Seria saudável a cada pessoa se, ao despertar, ela pensasse que esse dia pode ser o último de sua passagem na Terra. Pode parecer mórbido, mas não é. É um exercício de humildade. Da humildade que o homem perdeu e precisa recuperar. Esqueceu-se da sua efemeridade, arrotando um poder que em verdade não possui.
Falta ao ser humano – pelo menos à maioria – descobrir seu verdadeiro papel e exercitá-lo. Só assim este macabro inferno de violência, de injustiças e de egoísmo, poderá ser transformado em um lugar bom para se viver...
As boas ideias, as que são embriões das grandes obras e que, não raro, até revolucionam o mundo, surgem de repente, quando menos esperamos, como que por acaso. Devemos estar atentos, e, sobretudo, preparados, para não deixar escapar essas preciosas oportunidades, que raramente voltam a aparecer.

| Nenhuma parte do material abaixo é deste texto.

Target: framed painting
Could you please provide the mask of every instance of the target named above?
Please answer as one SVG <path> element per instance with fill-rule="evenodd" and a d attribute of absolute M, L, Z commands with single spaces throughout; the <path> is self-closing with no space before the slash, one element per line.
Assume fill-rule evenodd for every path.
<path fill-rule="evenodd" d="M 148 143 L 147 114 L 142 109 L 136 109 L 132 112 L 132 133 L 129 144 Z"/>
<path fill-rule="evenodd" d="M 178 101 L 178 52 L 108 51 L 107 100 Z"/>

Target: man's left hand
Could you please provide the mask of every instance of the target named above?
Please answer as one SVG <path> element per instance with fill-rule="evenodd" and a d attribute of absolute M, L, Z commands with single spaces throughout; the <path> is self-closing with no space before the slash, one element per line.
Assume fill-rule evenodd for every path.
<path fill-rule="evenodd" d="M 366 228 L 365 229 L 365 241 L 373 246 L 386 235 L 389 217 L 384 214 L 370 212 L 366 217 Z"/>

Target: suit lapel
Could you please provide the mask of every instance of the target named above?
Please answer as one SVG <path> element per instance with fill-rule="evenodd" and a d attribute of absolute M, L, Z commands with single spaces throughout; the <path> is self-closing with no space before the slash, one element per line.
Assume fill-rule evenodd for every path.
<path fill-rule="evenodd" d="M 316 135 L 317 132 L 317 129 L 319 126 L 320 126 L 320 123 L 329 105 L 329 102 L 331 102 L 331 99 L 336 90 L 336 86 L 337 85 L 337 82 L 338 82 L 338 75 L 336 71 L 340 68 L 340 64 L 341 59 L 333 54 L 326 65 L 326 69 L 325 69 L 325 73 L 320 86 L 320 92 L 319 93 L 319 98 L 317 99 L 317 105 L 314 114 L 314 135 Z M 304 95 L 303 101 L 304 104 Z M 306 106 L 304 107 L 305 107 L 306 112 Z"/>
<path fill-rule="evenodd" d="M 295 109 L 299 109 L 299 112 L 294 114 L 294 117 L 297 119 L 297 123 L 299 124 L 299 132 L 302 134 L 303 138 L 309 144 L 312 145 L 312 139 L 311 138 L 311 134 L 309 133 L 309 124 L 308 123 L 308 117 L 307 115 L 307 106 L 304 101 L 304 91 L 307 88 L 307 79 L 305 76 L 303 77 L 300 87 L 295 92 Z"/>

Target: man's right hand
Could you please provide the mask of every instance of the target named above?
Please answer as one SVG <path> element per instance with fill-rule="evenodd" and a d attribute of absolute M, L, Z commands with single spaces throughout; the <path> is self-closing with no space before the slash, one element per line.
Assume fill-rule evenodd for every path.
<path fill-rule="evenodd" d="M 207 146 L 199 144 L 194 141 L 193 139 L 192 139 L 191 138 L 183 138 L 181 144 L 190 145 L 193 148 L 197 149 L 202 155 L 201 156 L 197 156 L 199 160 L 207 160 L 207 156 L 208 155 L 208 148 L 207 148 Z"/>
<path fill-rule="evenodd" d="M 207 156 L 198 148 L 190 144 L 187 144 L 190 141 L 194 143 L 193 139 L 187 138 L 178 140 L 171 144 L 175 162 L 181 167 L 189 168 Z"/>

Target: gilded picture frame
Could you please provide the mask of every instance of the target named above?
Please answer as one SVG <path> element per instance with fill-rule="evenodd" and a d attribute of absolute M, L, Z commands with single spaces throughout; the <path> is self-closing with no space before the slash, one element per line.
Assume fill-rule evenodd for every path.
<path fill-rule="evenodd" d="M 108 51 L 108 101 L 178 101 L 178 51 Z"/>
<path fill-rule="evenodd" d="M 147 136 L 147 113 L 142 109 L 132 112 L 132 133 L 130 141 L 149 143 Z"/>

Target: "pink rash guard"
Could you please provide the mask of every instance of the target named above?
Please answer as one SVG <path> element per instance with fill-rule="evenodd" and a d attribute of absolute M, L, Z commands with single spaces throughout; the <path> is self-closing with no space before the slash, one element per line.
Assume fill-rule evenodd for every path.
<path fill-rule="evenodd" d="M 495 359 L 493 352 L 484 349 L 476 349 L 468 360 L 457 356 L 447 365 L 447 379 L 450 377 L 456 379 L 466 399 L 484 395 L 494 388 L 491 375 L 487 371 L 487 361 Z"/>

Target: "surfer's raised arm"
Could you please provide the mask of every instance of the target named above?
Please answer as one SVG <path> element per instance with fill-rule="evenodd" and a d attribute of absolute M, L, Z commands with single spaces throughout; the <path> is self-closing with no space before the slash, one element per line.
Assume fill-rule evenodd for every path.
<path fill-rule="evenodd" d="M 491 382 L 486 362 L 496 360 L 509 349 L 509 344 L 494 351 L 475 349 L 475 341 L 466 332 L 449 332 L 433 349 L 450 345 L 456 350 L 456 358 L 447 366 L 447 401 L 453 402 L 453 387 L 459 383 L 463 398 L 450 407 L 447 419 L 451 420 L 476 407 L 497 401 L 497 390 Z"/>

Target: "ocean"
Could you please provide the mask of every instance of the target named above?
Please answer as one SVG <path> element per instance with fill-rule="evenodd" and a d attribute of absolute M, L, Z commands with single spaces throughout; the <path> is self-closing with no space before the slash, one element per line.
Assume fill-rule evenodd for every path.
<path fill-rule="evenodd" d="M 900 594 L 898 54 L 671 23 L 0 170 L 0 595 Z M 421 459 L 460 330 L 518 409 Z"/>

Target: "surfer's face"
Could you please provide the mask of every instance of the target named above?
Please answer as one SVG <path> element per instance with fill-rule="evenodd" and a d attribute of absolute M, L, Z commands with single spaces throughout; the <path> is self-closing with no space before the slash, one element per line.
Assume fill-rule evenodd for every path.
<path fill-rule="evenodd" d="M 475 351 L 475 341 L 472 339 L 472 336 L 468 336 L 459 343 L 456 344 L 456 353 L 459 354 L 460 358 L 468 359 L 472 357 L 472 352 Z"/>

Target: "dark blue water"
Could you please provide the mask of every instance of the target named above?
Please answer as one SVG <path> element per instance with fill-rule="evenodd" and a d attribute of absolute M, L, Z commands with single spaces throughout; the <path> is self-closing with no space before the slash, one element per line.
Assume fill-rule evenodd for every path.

Alguns, chamam esses momentos especiais de “inspirações”, que de nada valem, frise-se, se não vierem acompanhados de ações, de esforços, de atos concretos e competentes. Ou seja, de “transpiração”. Tenhamos em mente que nossas ideias nos personalizam, elevam, depreciam ou engrandecem, dependendo do seu teor e intensidade.
Se positivas e altruístas, desde que praticada, nos perpetuam no coração dos que se beneficiam, direta ou indiretamente, delas e promovem progresso, grandeza e transcendência. São aquela semente a que Gibran se refere, que nem a neve e nem as tempestades têm o poder de destruir.
Se nossas ideias, contudo, forem destrutivas, corruptoras, malévolas e chulas, despertarão horror e ira nos mais sensatos e, caso venham a ser aplicadas pelos tíbios e sem-personalidade, resultarão em intensos sofrimentos e desgraças para um número incontável de pessoas. Afinal, elas podem nos apequenar (e aos que as compartilharem) ou engrandecer.
São as ideias que, de fato, governam o mundo. Por isso devem ser policiadas, dia e noite, e filtradas, para que só as construtivas prevaleçam. Não há como, pois, não dar razão a Victor Hugo, quando alerta: “Estamos nas mãos desses deuses, desses monstros, desses gigantes: nossas ideias”. Tornemos as nossas em armas eficazes do bem e da justiça. Façamo-las sementes indestrutíveis contra as quais a neve, a tempestade e quaisquer outros fatores sejam impotentes.